On talents alone, Garand should have gone earlier in the draft than he did. The concern teams likely had with him is his size. At 6’1, he’s below the height that a lot of teams are comfortable with. He also has a tendency to play small in the net, keeping his body compact and favoring the lower portions of the net when sealing the posts and moving across the crease. Better players at the pro level will pick him apart shooting at the top corners if he does not adjust. Making himself big, as former Ranger Antti Raanta does so well to use as one example, will be key. Luckily, the Rangers have just the goaltender coach in Benoit Allaire to help him fix those issues, as he did so successfully with numerous goaltenders of similar stature.

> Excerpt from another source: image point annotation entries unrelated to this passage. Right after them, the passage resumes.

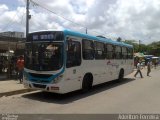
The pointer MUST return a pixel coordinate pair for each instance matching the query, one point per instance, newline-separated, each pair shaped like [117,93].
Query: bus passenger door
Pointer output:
[73,63]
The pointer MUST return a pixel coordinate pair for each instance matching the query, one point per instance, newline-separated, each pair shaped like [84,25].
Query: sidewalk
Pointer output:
[12,87]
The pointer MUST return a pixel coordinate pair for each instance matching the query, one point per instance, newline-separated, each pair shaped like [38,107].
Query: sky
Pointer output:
[128,19]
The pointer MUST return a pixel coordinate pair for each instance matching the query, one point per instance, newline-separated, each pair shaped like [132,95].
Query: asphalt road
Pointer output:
[133,95]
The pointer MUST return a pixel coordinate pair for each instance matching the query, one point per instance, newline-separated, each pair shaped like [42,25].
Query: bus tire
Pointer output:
[87,82]
[121,75]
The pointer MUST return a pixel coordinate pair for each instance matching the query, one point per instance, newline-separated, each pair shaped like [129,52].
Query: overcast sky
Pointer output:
[128,19]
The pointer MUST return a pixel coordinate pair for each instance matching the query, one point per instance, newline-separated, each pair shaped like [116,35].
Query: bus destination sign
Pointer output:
[36,37]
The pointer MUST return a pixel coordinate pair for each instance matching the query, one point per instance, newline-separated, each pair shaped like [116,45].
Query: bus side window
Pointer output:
[118,52]
[88,49]
[110,51]
[99,51]
[73,54]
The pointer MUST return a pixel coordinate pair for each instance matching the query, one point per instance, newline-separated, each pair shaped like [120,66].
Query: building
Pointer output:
[11,41]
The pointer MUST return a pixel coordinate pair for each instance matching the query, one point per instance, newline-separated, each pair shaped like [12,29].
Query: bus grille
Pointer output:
[39,86]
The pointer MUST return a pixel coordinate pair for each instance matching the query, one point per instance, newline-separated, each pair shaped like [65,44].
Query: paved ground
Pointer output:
[130,96]
[11,87]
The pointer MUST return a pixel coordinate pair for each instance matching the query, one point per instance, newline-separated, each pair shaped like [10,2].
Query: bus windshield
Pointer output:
[44,56]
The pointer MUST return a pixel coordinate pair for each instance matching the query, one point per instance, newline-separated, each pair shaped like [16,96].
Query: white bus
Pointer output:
[65,61]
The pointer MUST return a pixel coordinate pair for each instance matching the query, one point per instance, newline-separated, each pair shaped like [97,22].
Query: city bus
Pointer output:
[65,61]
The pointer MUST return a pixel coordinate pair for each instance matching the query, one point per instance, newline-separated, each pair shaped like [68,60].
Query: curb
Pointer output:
[15,92]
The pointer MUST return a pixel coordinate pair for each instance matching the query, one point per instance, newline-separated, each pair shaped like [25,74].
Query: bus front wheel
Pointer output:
[87,82]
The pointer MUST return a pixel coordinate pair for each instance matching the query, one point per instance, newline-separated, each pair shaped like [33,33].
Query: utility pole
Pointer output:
[27,18]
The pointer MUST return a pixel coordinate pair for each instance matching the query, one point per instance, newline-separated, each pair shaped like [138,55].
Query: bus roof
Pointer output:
[90,37]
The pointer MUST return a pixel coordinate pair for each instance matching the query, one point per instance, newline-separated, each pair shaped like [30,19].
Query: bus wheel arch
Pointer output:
[121,75]
[87,82]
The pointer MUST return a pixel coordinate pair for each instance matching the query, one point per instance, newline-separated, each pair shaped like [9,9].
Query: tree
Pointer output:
[119,39]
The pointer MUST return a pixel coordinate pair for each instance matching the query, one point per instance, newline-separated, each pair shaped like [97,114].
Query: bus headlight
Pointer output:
[58,79]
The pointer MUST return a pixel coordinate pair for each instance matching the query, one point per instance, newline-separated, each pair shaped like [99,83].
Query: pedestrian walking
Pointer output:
[138,70]
[20,67]
[148,68]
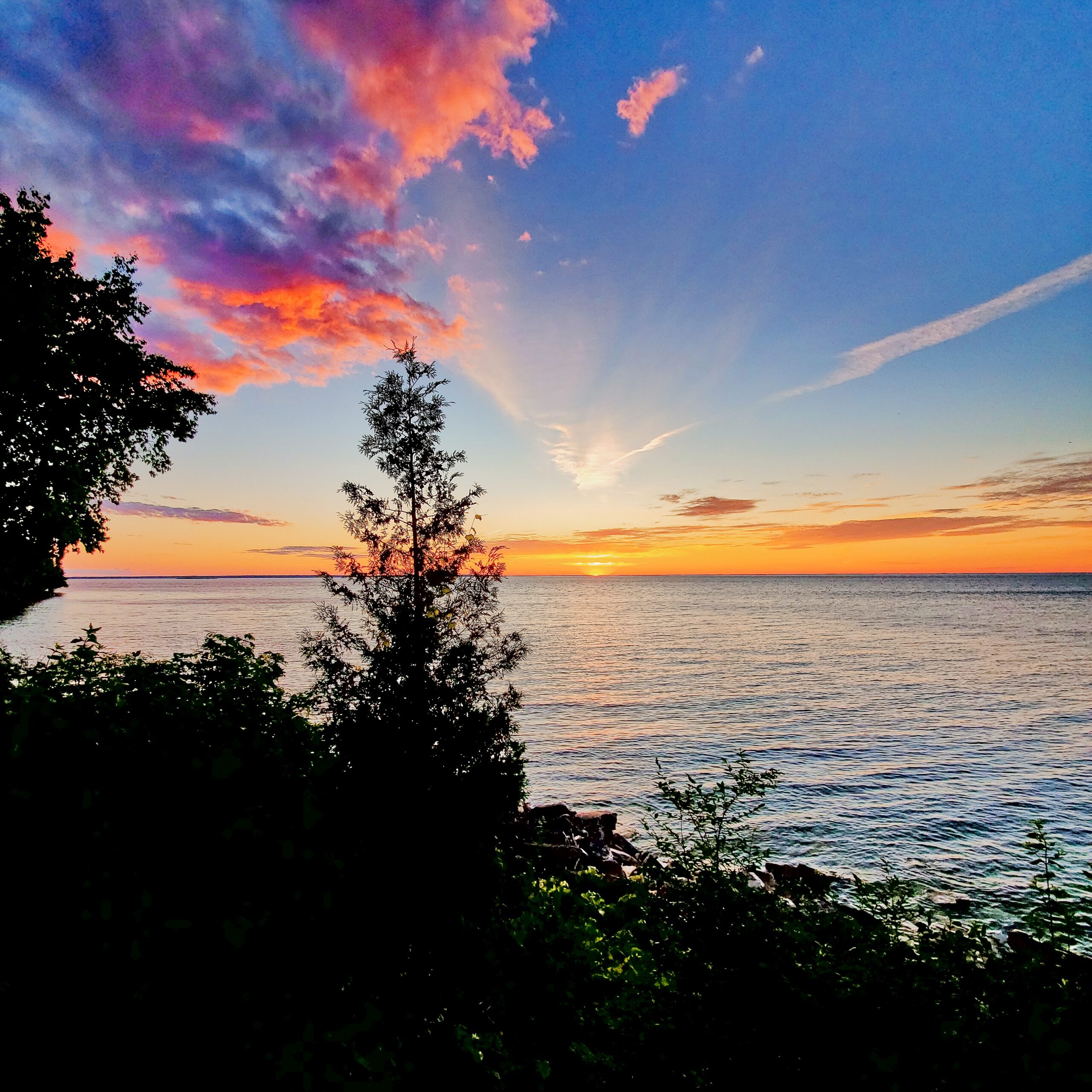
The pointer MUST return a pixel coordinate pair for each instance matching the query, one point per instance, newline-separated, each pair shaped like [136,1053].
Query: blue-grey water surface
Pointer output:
[920,719]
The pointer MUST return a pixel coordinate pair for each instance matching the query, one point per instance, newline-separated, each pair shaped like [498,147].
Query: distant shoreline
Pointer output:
[629,576]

Garand posted a .921 save percentage for the Kamloops Blazers last season, and although they were a good defensive team, his backup posted a .880 save percentage in 25 games. Team-level save percentage rarely tells all or even most of the story, but it’s at least clear that this wasn’t a high tide raising all boats. Garand earned his saves largely on his own merit.
Garand is currently with Team Canada battling for a spot on their 2021 World Junior Championship roster. He’s a virtual lock to make the team in some capacity and I think is probably a soft favorite to start the tournament as the team’s number-one goaltender. That is largely because of a lack of options available to Canada, but Garand is no slouch.
Will he make the NHL? That’s a long way off and few goaltenders ever offer much certainty. The Rangers’ bread-and-butter for the last 15 years has been picking up multiple young goaltenders from the bargain bin and letting the cream rise to the top. In Garand, the Rangers picked up a viable option to be the next success story.